Sun Microsystems Inc. (Nasdaq: SUNW), which sell servers as well as blade-server technology to replace those servers, are operating at a disadvantage.

"Take IBM, for example," he says (Dutkowsky worked for IBM for 20 years). "Great company, great technologies, great presence -- and 100 years of legacy positioning with customers around the world. IBM can't go in and say 'Throw out those AS/400s and mainframes.' They have to transition all those customers."

Predictably, IBM says that's not a problem. "BladeCenter is ideal for server consolidation, but there are times when larger boxes are required as well. IBM offers choices across the board," says spokeswoman Lisa Lanspery.

Indeed, larger vendors typically turn Dutkowsky's argument on its ear by maintaining they have the means to support interoperability and upgradeability across a range of established products, while startups can't.

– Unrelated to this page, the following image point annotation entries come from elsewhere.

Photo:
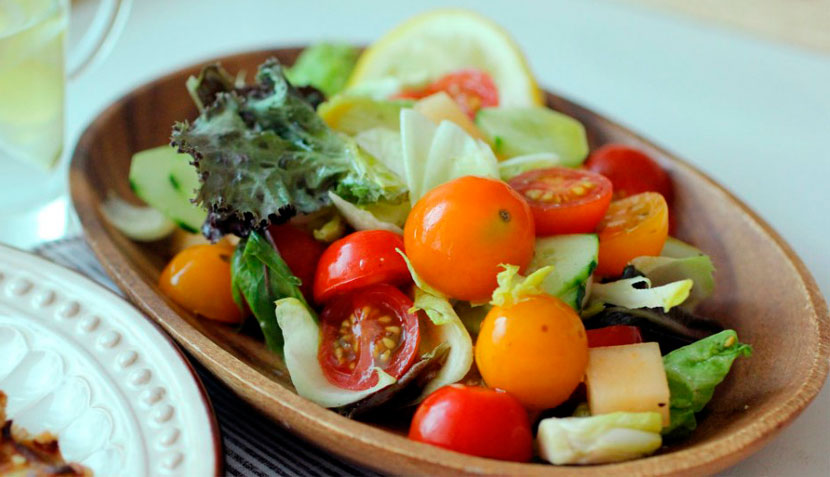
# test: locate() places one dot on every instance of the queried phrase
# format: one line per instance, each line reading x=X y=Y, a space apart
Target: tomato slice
x=471 y=89
x=630 y=171
x=615 y=335
x=476 y=421
x=357 y=260
x=300 y=251
x=564 y=201
x=632 y=227
x=369 y=328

Egenera's starting to look less like one of those enfeebled startups, however. The company has made headlines lately by scoring new funding, and execs acknowledge plans for an IPO this year (see Egenera Generates $30 Million and It's Raining VC Money). Dutkowsky acknowledges that goal is still in the works, but he prefers to hedge his bets by being more general about the company's future. Growth is the goal, he says.Does that mean Egenera might be open to acquisition or merger as well as IPO? After all, Dutkowsky is a veteran of business combinations.

Well, anything's possible, he concedes. "The board brought me in to take the company to the next level. Opportunity will help us decide what the next level is. The worst thing for a company is to get forced into something. We want to never get into getting our hand played for us."